STUDY DESIGN, SIZE, DURATION

This study includes a cohort of 160 healthy young Danish women using three different contraceptive regimens: non-hormonal methods (n = 54), combined oral contraceptive (COC, n = 52) or levonorgestrel intrauterine system (LNG-IUS, n = 54). Samples were collected from four body sites during the menstrual cycle (menses, follicular and luteal phases) at Copenhagen University Hospital, Rigshospitalet, Denmark.

PARTICIPANTS/MATERIALS, SETTING, METHODS

The oral, vaginal, rectal and faecal microbiomes were characterized by shotgun sequencing. Microbial diversity and community distance measures were compared between study groups, menstrual phase timepoints and body sites. All participants answered an extensive questionnaire on current health, lifestyle and sex life. Confounding factors such as smoking, BMI and diet were analysed by PERMANOVA. Plasma oestradiol and progesterone levels are correlated with microbiome composition.

MAIN RESULTS AND THE ROLE OF CHANCE

The use of COC and LNG-IUS was not associated with the microbiome composition or diversity. However, increased diversity in the vaginal microbiome was observed during menses, followed by a subsequent expansion of Lactobacillus spp. during the follicular and luteal phases which correlated with measured serum oestradiol levels (r = 0.11, P < 0.001). During menses, 89 women (58%) had a dysbiotic vaginal microbiome with <60% Lactobacillus spp. This declined to 49 (32%) in the follicular phase (P < 0.001) and 44 (29%) in the luteal phase (P < 0.001). During menses, bacterial richness and diversity in saliva reached its lowest point while no differences were observed in the faecal microbiome. The microbiome in different body sites was on average more similar within the same individual than between individuals, despite phase or hormonal treatment. Only the vagina presented a clear cluster structure with dominance of either L. crispatus, Lactobacillus iners, Gardnerella vaginalis or Prevotella spp.

LARGE SCALE DATA

The microbiome samples analysed in this study were submitted to the European Nucleotide Archive under project number PRJEB37731, samples ERS4421369–ERS4422941.

LIMITATIONS, REASONS FOR CAUTION

The cohort is homogenous which limits extrapolation of the effects of ethnicity and socio-economic status on the microbiome. We only present three defined timepoints across the menstrual phase and miss potential important day to day fluctuations.

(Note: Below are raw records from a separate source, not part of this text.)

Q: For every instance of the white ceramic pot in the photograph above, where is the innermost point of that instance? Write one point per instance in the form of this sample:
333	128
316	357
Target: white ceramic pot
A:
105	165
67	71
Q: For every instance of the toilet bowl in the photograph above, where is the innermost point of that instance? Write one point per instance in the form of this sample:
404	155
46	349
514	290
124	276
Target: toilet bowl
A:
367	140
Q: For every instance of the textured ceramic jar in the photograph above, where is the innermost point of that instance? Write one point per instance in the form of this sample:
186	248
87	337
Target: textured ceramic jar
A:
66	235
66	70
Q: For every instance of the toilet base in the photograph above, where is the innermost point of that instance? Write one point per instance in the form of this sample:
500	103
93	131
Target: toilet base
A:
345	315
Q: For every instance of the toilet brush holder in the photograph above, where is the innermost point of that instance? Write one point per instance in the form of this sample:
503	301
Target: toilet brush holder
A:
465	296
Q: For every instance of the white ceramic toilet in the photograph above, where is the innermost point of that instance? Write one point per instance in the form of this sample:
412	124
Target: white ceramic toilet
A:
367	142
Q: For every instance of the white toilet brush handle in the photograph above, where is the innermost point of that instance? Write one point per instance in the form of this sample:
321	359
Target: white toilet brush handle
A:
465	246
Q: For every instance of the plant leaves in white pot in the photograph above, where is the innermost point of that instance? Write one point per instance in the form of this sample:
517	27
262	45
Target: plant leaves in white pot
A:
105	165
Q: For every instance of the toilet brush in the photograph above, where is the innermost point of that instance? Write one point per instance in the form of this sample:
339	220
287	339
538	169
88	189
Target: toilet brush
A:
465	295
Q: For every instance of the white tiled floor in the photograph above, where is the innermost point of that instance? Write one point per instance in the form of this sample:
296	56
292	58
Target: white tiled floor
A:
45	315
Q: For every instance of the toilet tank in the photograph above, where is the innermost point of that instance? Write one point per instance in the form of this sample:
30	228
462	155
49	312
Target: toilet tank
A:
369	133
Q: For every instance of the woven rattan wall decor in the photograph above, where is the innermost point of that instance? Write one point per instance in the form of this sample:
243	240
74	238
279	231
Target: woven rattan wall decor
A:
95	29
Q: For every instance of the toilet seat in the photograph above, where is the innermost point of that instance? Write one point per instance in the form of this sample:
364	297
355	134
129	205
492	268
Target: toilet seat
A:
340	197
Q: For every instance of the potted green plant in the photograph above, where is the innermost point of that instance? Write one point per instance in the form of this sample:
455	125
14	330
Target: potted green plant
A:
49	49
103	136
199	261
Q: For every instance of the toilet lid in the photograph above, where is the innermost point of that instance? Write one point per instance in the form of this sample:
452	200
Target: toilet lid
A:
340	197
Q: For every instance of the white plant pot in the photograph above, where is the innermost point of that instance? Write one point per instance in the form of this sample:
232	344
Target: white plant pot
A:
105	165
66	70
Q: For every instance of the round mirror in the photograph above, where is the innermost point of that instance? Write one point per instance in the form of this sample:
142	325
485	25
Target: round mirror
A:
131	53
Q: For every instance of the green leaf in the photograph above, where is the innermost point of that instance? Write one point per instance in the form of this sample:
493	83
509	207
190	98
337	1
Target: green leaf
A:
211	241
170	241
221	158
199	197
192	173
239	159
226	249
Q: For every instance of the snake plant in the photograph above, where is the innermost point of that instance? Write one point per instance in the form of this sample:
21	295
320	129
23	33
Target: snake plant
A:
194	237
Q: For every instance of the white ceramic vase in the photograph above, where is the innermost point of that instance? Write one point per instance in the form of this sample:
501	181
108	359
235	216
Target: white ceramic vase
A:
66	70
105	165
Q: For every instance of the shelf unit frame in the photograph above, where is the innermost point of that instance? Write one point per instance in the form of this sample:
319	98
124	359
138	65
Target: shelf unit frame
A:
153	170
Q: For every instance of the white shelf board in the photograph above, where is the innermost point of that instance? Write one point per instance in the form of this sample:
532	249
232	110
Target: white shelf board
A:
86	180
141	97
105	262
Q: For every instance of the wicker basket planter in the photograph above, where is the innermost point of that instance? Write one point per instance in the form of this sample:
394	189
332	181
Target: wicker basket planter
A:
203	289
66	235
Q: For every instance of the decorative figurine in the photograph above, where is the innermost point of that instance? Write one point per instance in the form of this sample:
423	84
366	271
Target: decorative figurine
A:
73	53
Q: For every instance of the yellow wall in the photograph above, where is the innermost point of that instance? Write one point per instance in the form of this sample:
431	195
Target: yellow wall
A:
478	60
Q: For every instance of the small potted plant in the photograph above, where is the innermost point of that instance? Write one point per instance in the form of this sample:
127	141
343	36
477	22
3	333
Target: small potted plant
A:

WIDER IMPLICATIONS OF THE FINDINGS

The use of hormonal contraception did not significantly associate with the microbiome composition in the vagina, faeces, rectum or saliva in healthy young women. This is a welcome finding considering the widespread and prolonged use of these highly efficient contraceptive methods. The menstrual cycle is, however, a major confounding factor for the vaginal microbiome. As such, the time point in the menstrual cycle should be considered when analysing the microbiome of women of reproductive age, since stratifying by vaginal dysbiosis status during menstruation could be misleading. This is the first study to confirm by direct measurements of oestradiol, a correlation with the presence of L. crispatus, adding evidence of a possible hormonal mechanism for the maintenance of this desirable microbe.

STUDY FUNDING/COMPETING INTEREST(S)

This work was partly funded by the Ferring Pharmaceuticals through a research collaboration with The Centre for Translational Microbiome Research (CTMR) at the Karolinska Institutet (L.W.H., E.F., G.E. and I.S.-K.). Ferring Pharmaceuticals also funded the infrastructure to obtain the clinical samples at Copenhagen University Hospital ([#MiHSN01], M.C.K., Z.B., and H.S.N.). This work was also supported by funding from Rigshospitalet’s Research Funds ([#E-22614-01 and #E-22614-02] to M.C.K.) and Oda and Hans Svenningsen’s Foundation ([#F-22614-08] to H.S.N.). M.C.K., L.W.H., E.F., Z.B., G.E., L.E., I.S.-K. and H.S.N., are partially funded by Ferring Pharmaceuticals, which also provided funds for the collection and processing of the samples analysed in this study. H.S.N.’s research is further supported by Freya Biosciences and the BioInnovation Institute. H.S.N. has received honoraria from Ferring Pharmaceuticals, Merck A/S, Astra-Zeneca, Cook Medical and Ibsa Nordic. A.N.A. reports no competing interests.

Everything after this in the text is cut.